I was rudely awoken by banging outside. It sounded like someone dropped a few empty soda cans on our porch, so I jumped up to make sure some drunk guy or our neighbor who ate a magic shroom brownie at Mong Bar last night wasn’t trying to get into the wrong bungalow. But we’re in Thailand. I hadn’t even considered the possibility that a wild family of monkeys would be tearing through the trash bag on our balcony and the one down below. The three little dudes on our balcony didn’t seem to mind me staring at them, standing behind the protection of the bungalow door of course. A monkey lunged and hissed at me two nights ago as I drove by on my scooter, and I already don’t trust them, so I was expecting an attack.
They wanted food, not trouble, and went back to eating the loaf of bread they scored. Babies were swinging from an electrical line, the females were distributing the random bits of loot. I even saw some impromptu monkey sex that resulted in a very unhappy female monkey.
We spent the majority of the day on a long tail boat having our most touristy experience yet: a snorkeling tour of four local islands, including the Emerald Cave. It was a perfect day to be on a boat, in and out of the water.
The snorkeling wasn’t that great. We saw some schools of fish and had fun playing in the water finally. They served us a chicken green curry lunch which was enjoyed over conversation with two young British lads about the Royal Wedding, US healthcare, and the rules to Cricket.
The Emerald Cave alone was worth the price of the tour (850baht). I’ve never seen anything like it. We almost didn’t do the tour because one traveler we met called it “tourist hell” and I’d say that’s not too far from the truth.
We pulled up to the rocky side of a random island where a dozen other boats were anchored and were immediately approached by a boat of camouflage wearing park rangers collecting the mandatory state park fee of 50THB per person to swim into the cave.

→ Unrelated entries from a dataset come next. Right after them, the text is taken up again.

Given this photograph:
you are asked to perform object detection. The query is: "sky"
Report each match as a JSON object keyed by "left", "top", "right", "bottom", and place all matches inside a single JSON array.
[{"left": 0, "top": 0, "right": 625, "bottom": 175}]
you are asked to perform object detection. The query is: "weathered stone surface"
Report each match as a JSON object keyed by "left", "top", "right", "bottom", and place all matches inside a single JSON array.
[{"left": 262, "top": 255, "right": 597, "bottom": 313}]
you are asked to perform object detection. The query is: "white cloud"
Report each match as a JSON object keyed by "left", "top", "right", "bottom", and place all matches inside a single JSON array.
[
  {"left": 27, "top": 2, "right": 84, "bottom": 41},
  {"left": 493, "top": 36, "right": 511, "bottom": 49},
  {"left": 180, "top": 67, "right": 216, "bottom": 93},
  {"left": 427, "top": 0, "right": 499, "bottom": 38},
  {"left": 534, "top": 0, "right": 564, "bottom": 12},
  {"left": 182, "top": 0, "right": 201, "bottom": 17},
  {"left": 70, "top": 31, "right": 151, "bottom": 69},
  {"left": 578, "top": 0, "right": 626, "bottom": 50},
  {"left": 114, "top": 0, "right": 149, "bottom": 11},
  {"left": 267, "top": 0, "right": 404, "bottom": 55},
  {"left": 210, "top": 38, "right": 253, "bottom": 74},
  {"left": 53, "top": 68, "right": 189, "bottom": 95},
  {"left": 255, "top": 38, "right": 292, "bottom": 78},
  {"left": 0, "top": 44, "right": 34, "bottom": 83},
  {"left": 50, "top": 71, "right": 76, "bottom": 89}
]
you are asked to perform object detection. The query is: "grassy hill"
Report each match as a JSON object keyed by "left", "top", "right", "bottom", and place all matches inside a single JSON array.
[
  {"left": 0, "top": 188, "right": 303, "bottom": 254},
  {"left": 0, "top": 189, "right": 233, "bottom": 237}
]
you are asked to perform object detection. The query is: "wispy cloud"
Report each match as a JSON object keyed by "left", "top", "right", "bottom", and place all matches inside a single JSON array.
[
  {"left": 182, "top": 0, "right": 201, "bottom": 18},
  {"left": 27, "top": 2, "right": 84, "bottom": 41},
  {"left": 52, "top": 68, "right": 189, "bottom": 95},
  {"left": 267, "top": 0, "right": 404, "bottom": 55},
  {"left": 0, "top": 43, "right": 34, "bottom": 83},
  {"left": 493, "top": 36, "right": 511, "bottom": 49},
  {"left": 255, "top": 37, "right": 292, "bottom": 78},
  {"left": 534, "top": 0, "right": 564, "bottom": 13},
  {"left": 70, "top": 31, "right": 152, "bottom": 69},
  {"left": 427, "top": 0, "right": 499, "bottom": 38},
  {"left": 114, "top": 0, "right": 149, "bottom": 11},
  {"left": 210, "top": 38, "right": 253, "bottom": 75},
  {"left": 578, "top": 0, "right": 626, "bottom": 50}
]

They made us ditch the mask and snorkel and put on bright orange life vests. Mark that down as a good Thai idea, because I’m sure about a dozen people a day would drown from panic if they had to swim the long, dark cave on their own. And here’s a travel tip I wish someone would have mentioned: bring your own underwater/waterproof flashlight for this. I don’t mean go out and buy one specifically for it, but if you’re a diver and have a light, bring it.

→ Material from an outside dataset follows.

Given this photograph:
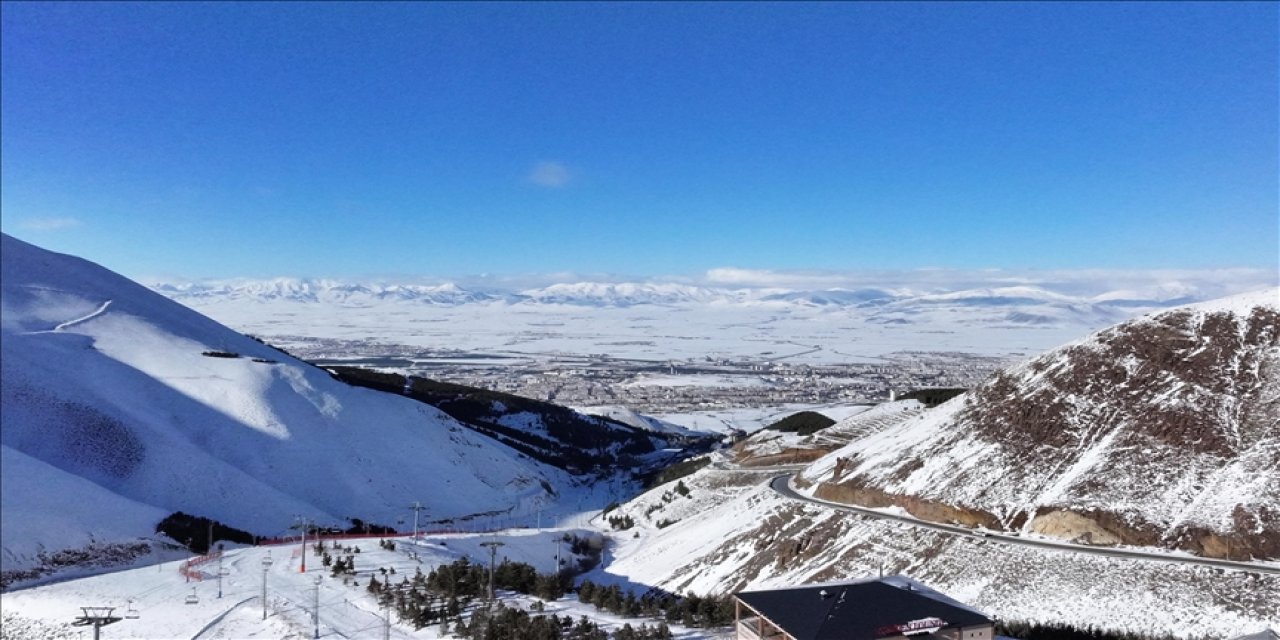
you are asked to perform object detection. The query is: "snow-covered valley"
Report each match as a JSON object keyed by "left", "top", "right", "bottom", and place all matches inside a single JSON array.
[{"left": 3, "top": 233, "right": 1278, "bottom": 639}]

Our guide had one and used it partly to shine up the cave walls to show us the eerie landscape and huge colonies of bats, and partly to keep a general “eye” on us, even though I doubt he ever did a proper head-count.
On our way in, for the first 100 meters or so, the sunshine was coming in under the rock walls of the cave and creating a beautiful, glowing emerald hue in the water. As we swam deeper into the winding cave it got darker and darker until there was no light other than the flashlights. Going inside was chaotic because several other groups were trying to swim out. Bobbing heads and orange life vests and kicking legs were everywhere. Had there been more than one way to go, people would be getting lost all the time. I saw a few tour companies that lined their people up into conga lines and made them swim through while holding each other. Our dude didn’t give a shit, we just went for it and it was much more relaxed and comfortable that way.
The cave was maybe 12-20 feet wide at parts, and had a ceiling peak ranging between 30-70 feet. The sound reminded me of being at Disneyland as a kid and riding the Matterhorn or Space Mountain or Pirates of the Caribbean. The wind and water and voices echoed in that creepy familiar way that certain roller coasters do.
After 7 or 8 minutes the cave began glowing emerald again as we reached the end. It opened up into a fully enclosed tropical beach paradise. The only way in would be through the cave or to rappel or jump in.
We didn’t stay in the secret beach area for long because a choo-choo train of about 75 Chinese tourists came through the tunnel and it became very clear that it was time to go.
Our way back through the tunnel was amazing. No other groups were coming or going. It was quiet with only the sounds of the lapping water and gusting wind echoing through. I lingered last of our group and found delight in looking back and seeing nothing but black abyss. One of the most unique experiences of the trip, hands down. Loved it.
The ride back to Koh Lanta on the long tail was, well, long. Everyone was sleeping. Nick and I hit the hay fairly early due to an early pick up to leave the island in the morning. On to new adventures.